Gender-pay gap grows, questions remain

Female physicians, when more comfortable discussing pay and advancement with their colleagues, may be more inclined to advocate for more equitable pay and recognition for themselves, suggested Molly Cooke, M.D., in an invited commentary to a new study published this week in JAMA Internal Medicine.

The study revealed that the pay gap between men and women in medicine has now grown to more than $56,000 a year.

According to researchers Anupam Jena, M.D., Ph.D., of Harvard, and colleagues, healthcare is one of the few industries in which women's earnings are trailing men's more than ever before. In their study of nationally representative data from 1987 to 2010, researchers found that from 2006 and 2010, men earned 25.3 percent more than their female counterparts, with data controlled for most confounding factors other than specialty. This disparity was up from the 16.3 percent pay gap found between 1996 and 2000, although the ranks of female physicians have steadily risen throughout the study period, MedPage Today reported.

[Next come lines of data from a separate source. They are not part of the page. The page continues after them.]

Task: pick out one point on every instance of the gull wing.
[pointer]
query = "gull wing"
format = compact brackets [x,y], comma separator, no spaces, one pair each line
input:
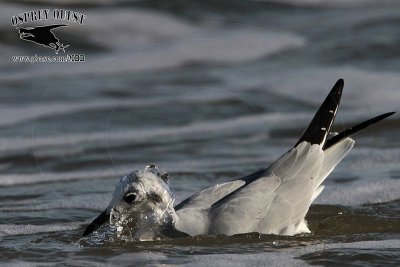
[275,203]
[278,201]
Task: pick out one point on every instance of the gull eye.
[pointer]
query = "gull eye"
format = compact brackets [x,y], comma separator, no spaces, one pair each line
[130,198]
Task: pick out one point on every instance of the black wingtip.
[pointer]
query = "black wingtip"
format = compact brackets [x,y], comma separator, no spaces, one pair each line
[355,129]
[318,128]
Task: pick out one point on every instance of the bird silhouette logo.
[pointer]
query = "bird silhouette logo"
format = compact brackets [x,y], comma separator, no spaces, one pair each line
[43,35]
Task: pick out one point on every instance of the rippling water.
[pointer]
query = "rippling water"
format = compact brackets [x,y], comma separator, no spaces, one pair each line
[208,91]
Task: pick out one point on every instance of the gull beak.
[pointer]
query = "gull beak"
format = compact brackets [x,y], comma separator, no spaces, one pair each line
[99,221]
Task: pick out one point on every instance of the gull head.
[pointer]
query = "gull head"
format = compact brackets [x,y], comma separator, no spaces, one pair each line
[141,207]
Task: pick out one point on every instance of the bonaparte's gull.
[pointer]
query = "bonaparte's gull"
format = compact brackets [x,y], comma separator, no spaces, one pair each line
[274,200]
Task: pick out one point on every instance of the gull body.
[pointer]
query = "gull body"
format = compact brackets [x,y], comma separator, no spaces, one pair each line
[274,200]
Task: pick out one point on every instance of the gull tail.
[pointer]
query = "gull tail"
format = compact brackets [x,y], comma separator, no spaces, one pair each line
[355,129]
[318,129]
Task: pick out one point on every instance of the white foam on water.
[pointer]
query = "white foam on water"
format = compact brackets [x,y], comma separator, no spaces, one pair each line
[89,201]
[28,229]
[288,257]
[18,179]
[239,124]
[332,3]
[361,192]
[147,40]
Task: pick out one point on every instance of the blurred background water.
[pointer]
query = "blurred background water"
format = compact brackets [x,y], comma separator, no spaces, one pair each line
[209,91]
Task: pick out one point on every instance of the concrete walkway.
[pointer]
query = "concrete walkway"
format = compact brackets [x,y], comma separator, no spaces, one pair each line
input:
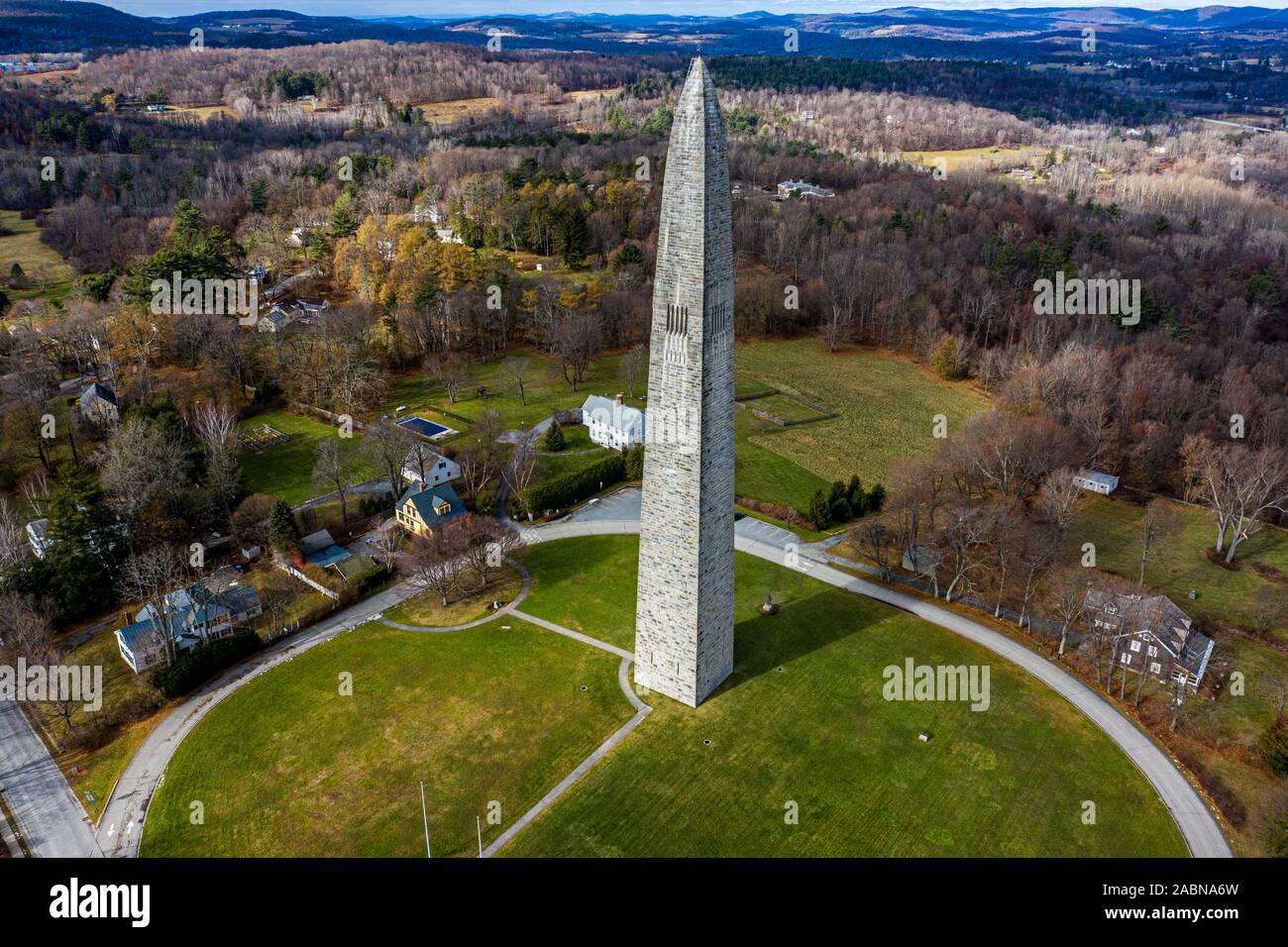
[642,710]
[1196,822]
[1197,825]
[47,813]
[507,609]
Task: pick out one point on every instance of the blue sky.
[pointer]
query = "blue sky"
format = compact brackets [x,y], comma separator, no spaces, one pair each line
[476,8]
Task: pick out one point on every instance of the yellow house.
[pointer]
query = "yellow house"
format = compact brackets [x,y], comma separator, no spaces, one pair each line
[423,509]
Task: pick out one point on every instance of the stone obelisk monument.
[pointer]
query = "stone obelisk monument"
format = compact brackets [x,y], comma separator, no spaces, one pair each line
[684,612]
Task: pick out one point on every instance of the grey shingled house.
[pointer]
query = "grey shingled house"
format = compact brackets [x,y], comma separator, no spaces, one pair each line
[1155,637]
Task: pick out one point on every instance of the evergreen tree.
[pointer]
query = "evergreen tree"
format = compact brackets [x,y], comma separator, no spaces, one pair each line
[819,510]
[344,221]
[81,540]
[855,495]
[572,235]
[258,196]
[840,509]
[283,532]
[634,458]
[875,499]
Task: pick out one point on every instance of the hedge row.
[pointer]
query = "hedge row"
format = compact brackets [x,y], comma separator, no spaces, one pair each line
[571,487]
[193,668]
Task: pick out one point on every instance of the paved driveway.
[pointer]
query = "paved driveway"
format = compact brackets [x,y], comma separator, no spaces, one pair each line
[614,515]
[48,814]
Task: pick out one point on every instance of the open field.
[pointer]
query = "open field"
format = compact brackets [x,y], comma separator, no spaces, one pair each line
[887,411]
[428,609]
[563,591]
[1008,781]
[979,158]
[286,471]
[458,110]
[204,112]
[497,714]
[288,767]
[48,274]
[1224,595]
[545,389]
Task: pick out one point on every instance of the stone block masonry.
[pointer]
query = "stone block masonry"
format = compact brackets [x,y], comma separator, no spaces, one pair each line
[684,611]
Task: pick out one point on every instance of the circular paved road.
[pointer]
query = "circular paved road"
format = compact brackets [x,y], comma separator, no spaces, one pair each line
[120,827]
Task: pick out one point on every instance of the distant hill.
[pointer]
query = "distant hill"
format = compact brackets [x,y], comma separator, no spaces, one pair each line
[29,26]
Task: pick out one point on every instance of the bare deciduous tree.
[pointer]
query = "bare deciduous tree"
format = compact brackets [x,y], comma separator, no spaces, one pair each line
[334,467]
[1159,523]
[514,369]
[876,543]
[149,578]
[1236,483]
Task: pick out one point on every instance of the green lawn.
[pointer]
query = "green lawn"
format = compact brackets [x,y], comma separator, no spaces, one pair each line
[98,770]
[588,585]
[288,767]
[545,390]
[426,608]
[286,471]
[1008,781]
[48,273]
[1115,527]
[763,474]
[887,410]
[1224,596]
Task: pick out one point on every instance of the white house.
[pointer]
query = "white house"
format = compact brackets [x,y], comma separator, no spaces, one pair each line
[787,188]
[610,423]
[424,468]
[277,318]
[1096,482]
[191,616]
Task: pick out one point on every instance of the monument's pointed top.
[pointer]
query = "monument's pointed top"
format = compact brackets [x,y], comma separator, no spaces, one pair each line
[698,97]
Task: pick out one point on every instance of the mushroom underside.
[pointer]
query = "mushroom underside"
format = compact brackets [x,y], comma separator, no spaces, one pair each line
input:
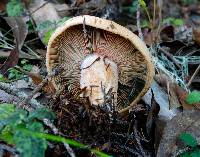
[71,47]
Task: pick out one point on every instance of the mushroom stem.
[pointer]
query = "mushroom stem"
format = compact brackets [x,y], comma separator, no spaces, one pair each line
[99,79]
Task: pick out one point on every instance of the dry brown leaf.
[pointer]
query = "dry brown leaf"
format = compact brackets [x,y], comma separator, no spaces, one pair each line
[37,79]
[20,31]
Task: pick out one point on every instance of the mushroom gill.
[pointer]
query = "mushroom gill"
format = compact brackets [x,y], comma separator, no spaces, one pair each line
[111,62]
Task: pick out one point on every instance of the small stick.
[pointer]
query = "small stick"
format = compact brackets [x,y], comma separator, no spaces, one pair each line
[193,76]
[138,22]
[8,148]
[171,57]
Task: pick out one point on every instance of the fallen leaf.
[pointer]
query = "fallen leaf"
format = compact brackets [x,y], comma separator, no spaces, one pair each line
[186,122]
[37,79]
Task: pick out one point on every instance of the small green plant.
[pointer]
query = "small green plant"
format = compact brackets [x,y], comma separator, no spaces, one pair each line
[193,98]
[14,8]
[189,2]
[26,132]
[173,21]
[190,141]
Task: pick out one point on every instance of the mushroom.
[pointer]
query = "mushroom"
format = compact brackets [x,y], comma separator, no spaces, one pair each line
[101,60]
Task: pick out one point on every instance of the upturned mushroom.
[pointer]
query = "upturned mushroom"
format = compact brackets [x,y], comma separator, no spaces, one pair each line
[101,60]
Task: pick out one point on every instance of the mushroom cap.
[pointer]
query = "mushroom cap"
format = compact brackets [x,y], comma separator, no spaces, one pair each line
[67,47]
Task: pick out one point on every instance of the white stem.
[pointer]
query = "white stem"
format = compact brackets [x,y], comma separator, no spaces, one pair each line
[99,79]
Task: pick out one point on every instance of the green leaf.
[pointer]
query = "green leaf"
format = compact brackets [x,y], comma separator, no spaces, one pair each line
[178,22]
[6,110]
[142,3]
[40,114]
[27,67]
[186,154]
[14,8]
[29,146]
[24,61]
[2,79]
[193,97]
[188,139]
[6,135]
[63,140]
[13,119]
[195,153]
[48,35]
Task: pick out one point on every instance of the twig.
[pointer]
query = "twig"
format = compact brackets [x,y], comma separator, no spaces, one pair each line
[137,137]
[138,22]
[193,76]
[39,8]
[170,56]
[69,150]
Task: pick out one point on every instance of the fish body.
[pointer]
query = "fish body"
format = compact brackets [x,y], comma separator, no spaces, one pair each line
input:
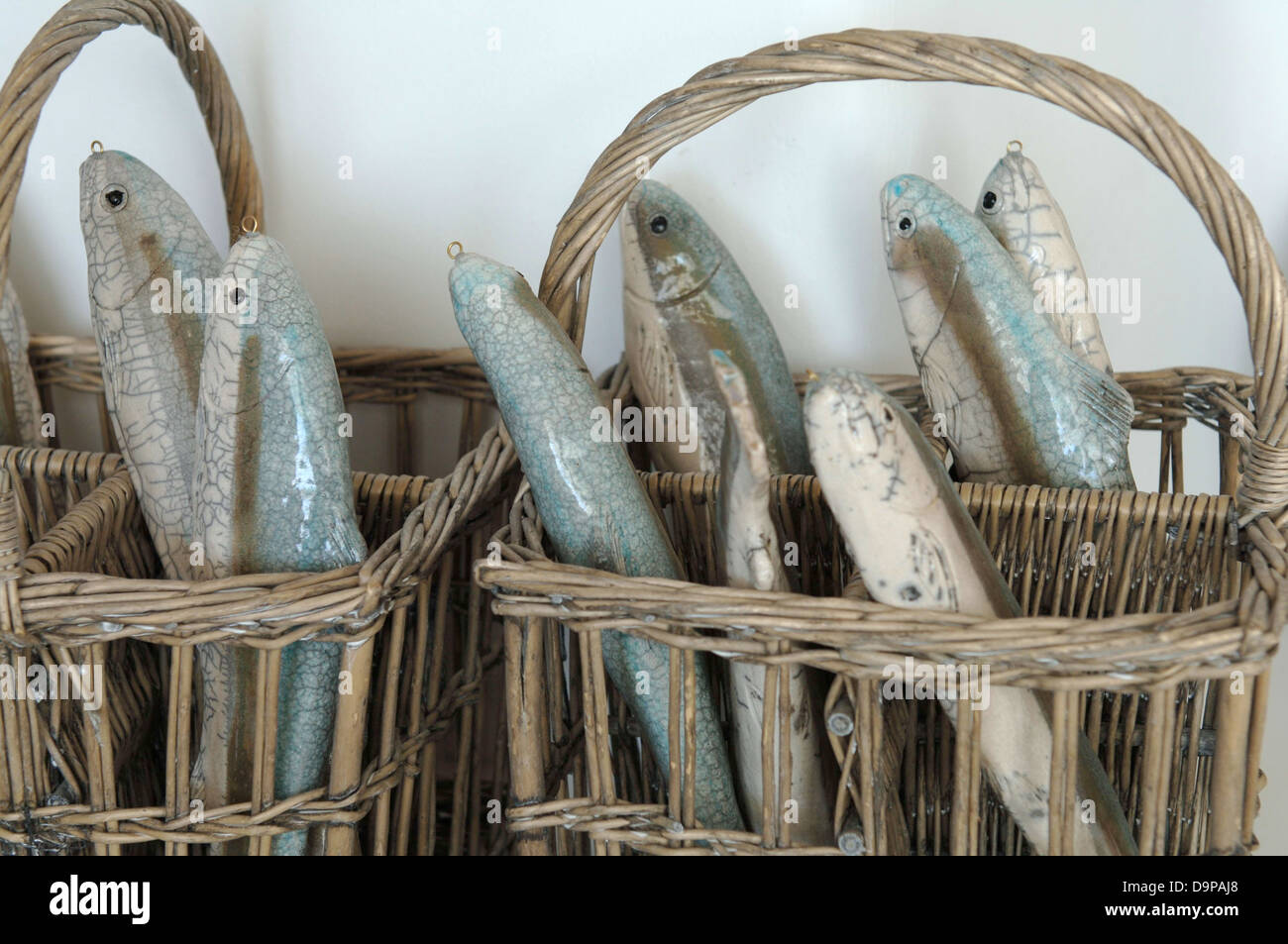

In her commentary, Cooke recounted a gender-pay study she helped conduct at the University of California in San Francisco 24 years ago, noting that many female doctors don't realize that not everyone with similar backgrounds and expertise is offered the same compensation and opportunities. "I believe that women may be less candid about discussing what they make and are more reserved about asking others about their salaries and advancement," she wrote, adding that pay tended to be more similar between married physician couples.

"Knowledge of what their spouses were earning perhaps aided women in advocating for equitable pay for themselves," she wrote. "Beyond knowledge, women may have felt freer to discuss the nitty-gritty of their employment situation and academic progress with their partners than they did with their colleagues."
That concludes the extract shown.